Title: Jenford: A Short History of Upland, A Novel
Author: Hendrik E. Sadi
Publisher: iUniverse, Inc. (January 11, 2008)
Genre: Fiction / Historical Fiction
Perfect for : Personal reading, possible book club read
In a nutshell: A fascinating look into the harsh life faced by people following the Civil War. Read as a farm is started, a family raised, automobiles are introduced, and women's independence is growing. It is a story full of family, responsibility, and abandonment; only the strong choose to remain on the farm to face the day-to-day challenges. The story itself is well-developed, giving the reader a good feeling of what life was like for earlier generations. At times I struggled with the writing style, as the story is written by a man born in Norway, who lived in the Middle East and Far East prior to moving to the United States. Overall, a great book that really feels like a real family history!
From the Publisher (http://www.iuniverse.com/):
When the son of a nearby neighbor brings a plate of food to a local farmer during the Christmas holiday season in the late 70's, he is shocked to believe that the farmer might have wanted to end his life by freezing to death.While the farmer's son fires up the old woodstove in the room he is in and brings in wood, he asks about an old black and white photograph of a short, stout woman he has seen pinned on the wall. The farmer tells him the history of his family and the farming community that was established when his grandfather came back from the Civil War.
And he goes back home imagining how it might have been and remembers his own early teenage years on Mt. Lake in northwestern Connecticut as a way of life he and the farmer have lost.

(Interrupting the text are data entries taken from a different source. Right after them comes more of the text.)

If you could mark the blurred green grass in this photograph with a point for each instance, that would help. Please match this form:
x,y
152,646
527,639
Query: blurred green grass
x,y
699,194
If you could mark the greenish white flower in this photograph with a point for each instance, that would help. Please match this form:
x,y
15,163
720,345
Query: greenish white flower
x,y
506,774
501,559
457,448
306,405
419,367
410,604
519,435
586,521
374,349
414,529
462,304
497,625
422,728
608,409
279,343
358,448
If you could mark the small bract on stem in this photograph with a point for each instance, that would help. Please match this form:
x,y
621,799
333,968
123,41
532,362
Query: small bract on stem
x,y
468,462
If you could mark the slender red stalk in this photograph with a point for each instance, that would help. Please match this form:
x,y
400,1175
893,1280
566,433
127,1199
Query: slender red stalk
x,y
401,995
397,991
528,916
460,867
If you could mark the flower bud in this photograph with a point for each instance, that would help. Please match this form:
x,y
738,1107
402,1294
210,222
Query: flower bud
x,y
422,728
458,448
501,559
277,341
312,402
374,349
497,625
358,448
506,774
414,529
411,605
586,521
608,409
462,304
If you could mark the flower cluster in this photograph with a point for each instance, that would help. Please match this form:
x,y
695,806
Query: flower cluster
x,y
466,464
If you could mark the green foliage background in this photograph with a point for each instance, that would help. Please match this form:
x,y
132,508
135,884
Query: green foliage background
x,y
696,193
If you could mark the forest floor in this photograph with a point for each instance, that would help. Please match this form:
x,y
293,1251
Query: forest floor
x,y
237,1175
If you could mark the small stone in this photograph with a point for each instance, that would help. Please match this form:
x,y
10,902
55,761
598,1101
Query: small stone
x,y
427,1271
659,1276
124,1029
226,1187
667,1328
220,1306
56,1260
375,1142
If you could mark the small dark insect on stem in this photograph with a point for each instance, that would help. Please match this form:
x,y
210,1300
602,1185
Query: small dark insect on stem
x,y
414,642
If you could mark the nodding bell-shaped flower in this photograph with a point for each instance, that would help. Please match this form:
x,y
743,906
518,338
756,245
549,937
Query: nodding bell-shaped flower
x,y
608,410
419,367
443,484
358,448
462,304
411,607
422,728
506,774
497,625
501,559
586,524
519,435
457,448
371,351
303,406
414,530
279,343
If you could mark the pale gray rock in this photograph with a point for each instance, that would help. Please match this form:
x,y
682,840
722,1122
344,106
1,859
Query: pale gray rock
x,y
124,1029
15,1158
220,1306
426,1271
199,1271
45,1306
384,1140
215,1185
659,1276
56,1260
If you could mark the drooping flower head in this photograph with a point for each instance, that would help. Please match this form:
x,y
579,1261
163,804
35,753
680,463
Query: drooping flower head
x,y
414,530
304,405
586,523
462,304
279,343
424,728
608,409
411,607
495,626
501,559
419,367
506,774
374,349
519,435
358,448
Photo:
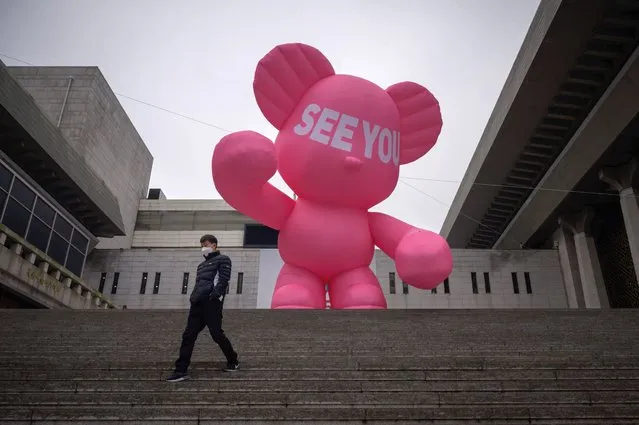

The time was after both Kelsey Jenford and Terence Jenford had passed away, lying in their coffins in the funeral home, all dressed and combed so nicely that my mother had observed to me that she had never seen them so well dressed and clean. I couldn't help but see then those two short stature brothers, wearing bib overalls and work shirts they would button all the way up to their throat, walking their workhorse down the dirt road on Mt. Lake towards the hay mower standing in one of the fields needing to be cut.
This book provides a very interesting look into farming life after the Civil War, when people faced harsh times and changes including automobiles and women's independence.
Characters: The author has created a very diverse group of characters. While the focus seems to be on those who remain at the farm, there are characters who leave a lasting impression throughout the book.
Story-Line: We see progress being made, and leaving an impact on one particular family post-Civil War.
Readability: I enjoyed reading the book, although I had to re-read a few conversations to make sure I really knew who was speaking as the dialog was written a little differently than I am used to.
Overall: An interesting look into a small family and how they and their farm developed post-Civil War. Not being a huge historian myself, it at least gave me a better idea of life during that time, and some of the struggles and influences that people faced.
About the Author: (from the publisher's site)
Hendrik E. Sadi was born in Norway and lived in the Middle East and Far East for some of his pre and teenage years. Sadi was educated here and abroad and started writing late in his life.He is currently living in the USA.